We believe that this consultation will ask for feedback about the “best place to start measuring progress” and we are concerned that the DfE might again decide that this is in reception class, and propose a rehashed version of its discredited baseline assessment scheme.

At ATL we have huge concerns about reception baseline assessment. We think it is a bad idea. And we are not alone in thinking this.

Working with the NUT and other members of the Better Without Baseline campaign group, we have made a strong case against the instruction of the reception baseline assessment. In fact, we achieved a major success, when the DfE conceded that the three approved assessment schemes were not comparable and pulled the policy.

The research that ATL and NUT jointly commissioned from Alice Bradbury and Guy Roberts-Holmes at UCL IoE found many problems with the baseline concept and generated huge media interest in the campaign to scrap the baseline. The research also won a prestigious BERA impact award.

If you can find the time the full report is an essential read.

Despite this overwhelming evidence, the DfE have failed to address the concerns that we have raised and appear to be pushing ahead with another flawed baseline policy. Now more than ever, we need to work even more closely with colleagues in other unions to get answers to the following questions:

  • What evidence is there that it is possible to make a valid assessment of attainment at age 4 that can be used as part of a progress measure?
  • How will the DfE ensure that any baseline assessment introduced does not distort good early years practice?
  • Is it possible to introduce an additional observational assessment that does not generate teacher workload?
  • How can the damaging, yet inevitable, reality of low expectations for children that receive low scores be avoided? This is especially crucial for summer born pupils and those with additional needs.
  • In a time of extreme funding restraint in schools, can a new costly assessment be justified?
  • What alternatives are there to reception baseline assessment for school accountability?

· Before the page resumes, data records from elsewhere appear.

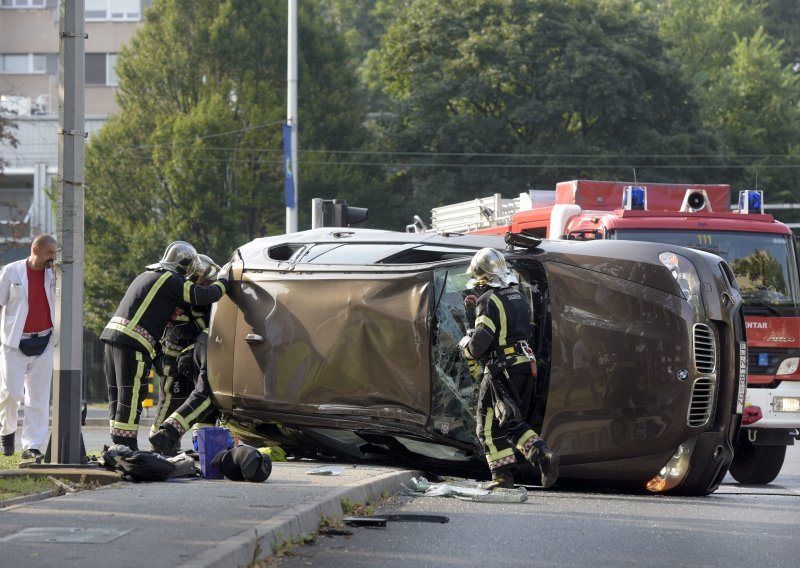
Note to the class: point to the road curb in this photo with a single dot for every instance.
(296, 522)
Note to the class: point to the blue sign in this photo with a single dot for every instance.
(287, 165)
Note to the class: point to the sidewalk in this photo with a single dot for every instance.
(193, 523)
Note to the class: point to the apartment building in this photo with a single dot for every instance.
(29, 46)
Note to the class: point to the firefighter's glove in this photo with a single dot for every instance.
(185, 365)
(275, 453)
(462, 345)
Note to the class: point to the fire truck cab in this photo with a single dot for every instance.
(760, 250)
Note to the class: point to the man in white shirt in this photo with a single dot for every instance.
(27, 301)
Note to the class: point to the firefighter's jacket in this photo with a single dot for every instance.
(184, 326)
(502, 321)
(148, 305)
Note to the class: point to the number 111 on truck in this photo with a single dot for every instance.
(760, 250)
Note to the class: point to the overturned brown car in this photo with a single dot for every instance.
(342, 344)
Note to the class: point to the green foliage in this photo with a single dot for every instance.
(196, 152)
(747, 92)
(500, 96)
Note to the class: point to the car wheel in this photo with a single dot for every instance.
(756, 464)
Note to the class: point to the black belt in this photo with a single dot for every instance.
(37, 334)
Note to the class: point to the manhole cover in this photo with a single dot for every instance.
(65, 534)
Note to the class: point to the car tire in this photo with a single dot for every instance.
(756, 464)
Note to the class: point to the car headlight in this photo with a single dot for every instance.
(675, 470)
(685, 275)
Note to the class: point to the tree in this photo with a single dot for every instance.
(747, 94)
(196, 151)
(499, 96)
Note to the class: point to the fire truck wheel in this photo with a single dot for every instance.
(756, 464)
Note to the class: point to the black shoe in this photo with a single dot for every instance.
(546, 460)
(31, 454)
(503, 481)
(7, 441)
(163, 443)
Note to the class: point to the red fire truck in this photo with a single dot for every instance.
(760, 250)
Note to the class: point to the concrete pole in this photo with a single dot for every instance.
(291, 111)
(66, 442)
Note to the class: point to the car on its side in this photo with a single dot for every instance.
(342, 344)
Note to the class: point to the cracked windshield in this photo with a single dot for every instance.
(455, 383)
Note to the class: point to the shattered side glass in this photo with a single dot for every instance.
(453, 389)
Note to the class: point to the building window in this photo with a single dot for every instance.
(100, 69)
(22, 3)
(115, 10)
(23, 63)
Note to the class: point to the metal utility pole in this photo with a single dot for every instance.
(66, 442)
(291, 115)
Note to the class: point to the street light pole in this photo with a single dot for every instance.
(291, 113)
(66, 442)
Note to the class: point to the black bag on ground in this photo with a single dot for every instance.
(243, 463)
(138, 465)
(33, 346)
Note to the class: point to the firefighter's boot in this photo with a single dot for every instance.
(546, 460)
(165, 441)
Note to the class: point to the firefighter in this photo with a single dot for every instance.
(131, 337)
(198, 410)
(186, 322)
(500, 343)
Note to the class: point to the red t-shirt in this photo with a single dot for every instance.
(38, 306)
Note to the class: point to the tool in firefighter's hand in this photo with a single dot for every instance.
(465, 340)
(224, 275)
(185, 365)
(530, 355)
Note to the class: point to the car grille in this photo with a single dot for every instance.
(705, 351)
(702, 402)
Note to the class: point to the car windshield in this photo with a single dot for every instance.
(376, 253)
(764, 263)
(453, 385)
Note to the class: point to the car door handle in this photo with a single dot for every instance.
(253, 338)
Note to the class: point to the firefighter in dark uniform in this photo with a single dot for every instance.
(186, 322)
(198, 410)
(500, 343)
(131, 337)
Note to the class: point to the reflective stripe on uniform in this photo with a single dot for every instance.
(133, 335)
(149, 298)
(487, 321)
(167, 392)
(137, 385)
(185, 421)
(501, 339)
(524, 438)
(187, 291)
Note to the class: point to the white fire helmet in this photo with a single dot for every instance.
(180, 257)
(207, 270)
(489, 268)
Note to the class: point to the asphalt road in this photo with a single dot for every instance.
(736, 526)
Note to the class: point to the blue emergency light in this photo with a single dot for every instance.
(634, 197)
(751, 201)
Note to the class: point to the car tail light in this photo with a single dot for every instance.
(751, 415)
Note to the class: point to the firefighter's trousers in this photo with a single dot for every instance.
(500, 441)
(127, 371)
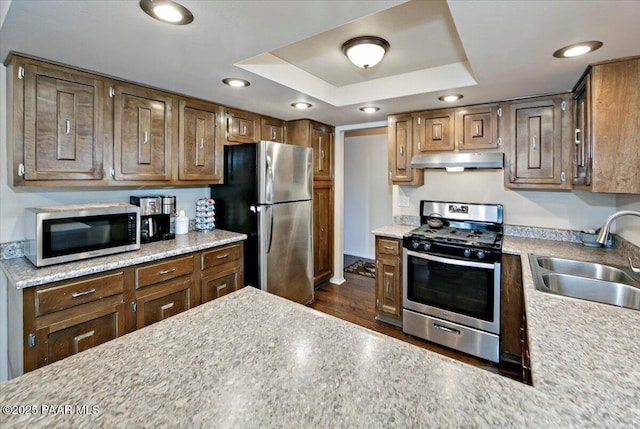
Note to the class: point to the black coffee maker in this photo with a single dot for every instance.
(155, 217)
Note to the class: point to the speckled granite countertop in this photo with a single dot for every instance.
(252, 359)
(21, 273)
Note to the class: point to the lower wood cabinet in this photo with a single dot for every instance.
(389, 280)
(64, 318)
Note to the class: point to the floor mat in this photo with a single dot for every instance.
(362, 268)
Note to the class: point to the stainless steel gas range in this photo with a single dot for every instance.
(451, 282)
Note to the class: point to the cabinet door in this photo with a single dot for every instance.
(536, 155)
(322, 232)
(66, 333)
(582, 136)
(242, 127)
(200, 145)
(435, 131)
(477, 128)
(272, 130)
(400, 144)
(322, 144)
(163, 301)
(142, 134)
(213, 288)
(388, 292)
(62, 125)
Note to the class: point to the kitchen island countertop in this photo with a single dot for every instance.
(21, 273)
(251, 359)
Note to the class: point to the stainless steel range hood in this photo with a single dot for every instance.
(458, 161)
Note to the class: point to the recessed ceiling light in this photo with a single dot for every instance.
(577, 49)
(236, 83)
(301, 105)
(370, 109)
(167, 11)
(365, 51)
(450, 98)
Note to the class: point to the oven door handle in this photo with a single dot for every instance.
(450, 261)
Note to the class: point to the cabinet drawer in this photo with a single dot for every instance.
(388, 246)
(219, 256)
(163, 271)
(68, 295)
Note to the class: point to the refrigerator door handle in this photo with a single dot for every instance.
(269, 239)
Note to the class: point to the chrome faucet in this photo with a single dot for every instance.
(604, 231)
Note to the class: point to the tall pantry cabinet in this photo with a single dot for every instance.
(320, 138)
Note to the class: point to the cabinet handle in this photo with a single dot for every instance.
(85, 293)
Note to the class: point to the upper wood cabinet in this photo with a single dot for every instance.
(538, 144)
(55, 123)
(435, 131)
(200, 141)
(318, 136)
(400, 151)
(242, 127)
(607, 132)
(272, 129)
(142, 133)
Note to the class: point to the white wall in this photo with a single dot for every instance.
(549, 209)
(367, 194)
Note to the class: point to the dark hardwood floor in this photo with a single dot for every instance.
(353, 301)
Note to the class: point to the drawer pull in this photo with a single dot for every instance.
(85, 293)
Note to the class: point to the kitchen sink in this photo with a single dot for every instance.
(586, 280)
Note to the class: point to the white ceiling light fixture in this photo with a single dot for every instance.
(167, 11)
(301, 105)
(450, 98)
(578, 49)
(235, 82)
(365, 51)
(370, 109)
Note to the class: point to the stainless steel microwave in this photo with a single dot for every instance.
(72, 233)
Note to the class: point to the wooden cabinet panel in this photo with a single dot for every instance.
(67, 336)
(322, 232)
(435, 131)
(70, 294)
(389, 280)
(163, 271)
(220, 256)
(163, 301)
(477, 128)
(612, 127)
(242, 127)
(272, 130)
(142, 134)
(216, 287)
(538, 143)
(62, 125)
(400, 147)
(200, 144)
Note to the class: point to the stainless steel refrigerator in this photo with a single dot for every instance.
(267, 195)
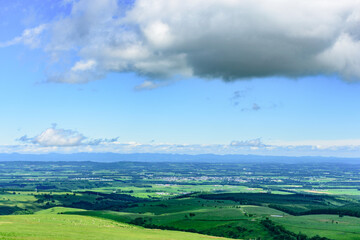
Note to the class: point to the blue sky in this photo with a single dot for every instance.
(73, 79)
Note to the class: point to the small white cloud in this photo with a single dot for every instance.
(84, 65)
(253, 143)
(54, 137)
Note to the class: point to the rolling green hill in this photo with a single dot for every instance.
(64, 227)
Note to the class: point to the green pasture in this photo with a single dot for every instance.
(64, 227)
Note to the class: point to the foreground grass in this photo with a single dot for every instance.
(59, 227)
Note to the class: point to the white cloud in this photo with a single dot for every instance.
(54, 137)
(83, 65)
(336, 148)
(226, 39)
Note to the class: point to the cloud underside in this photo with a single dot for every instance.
(225, 39)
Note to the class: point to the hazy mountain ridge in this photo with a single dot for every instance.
(158, 157)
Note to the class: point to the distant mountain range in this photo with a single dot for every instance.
(158, 157)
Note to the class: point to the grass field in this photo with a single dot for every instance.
(330, 226)
(64, 227)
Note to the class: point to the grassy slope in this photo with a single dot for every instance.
(346, 228)
(58, 227)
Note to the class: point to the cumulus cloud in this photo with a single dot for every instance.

There is no question that we stand the best chance of getting answers to these questions by speaking with a clear strong voice.

In just a few weeks' time, ATL members will have the chance to vote on whether or not to form a new National Education Union with the NUT. With around half a million members, the NEU would have a clearer, stronger voice - not just on this vital issue, but on many others.

When our joint research with the NUT, and the outcry from our combined membership, caused the government to scrap the first version of baseline, we achieved a major success. The NEU, along with continued close working with colleagues in other unions, represents a chance to win further success for the benefit of our members and their students.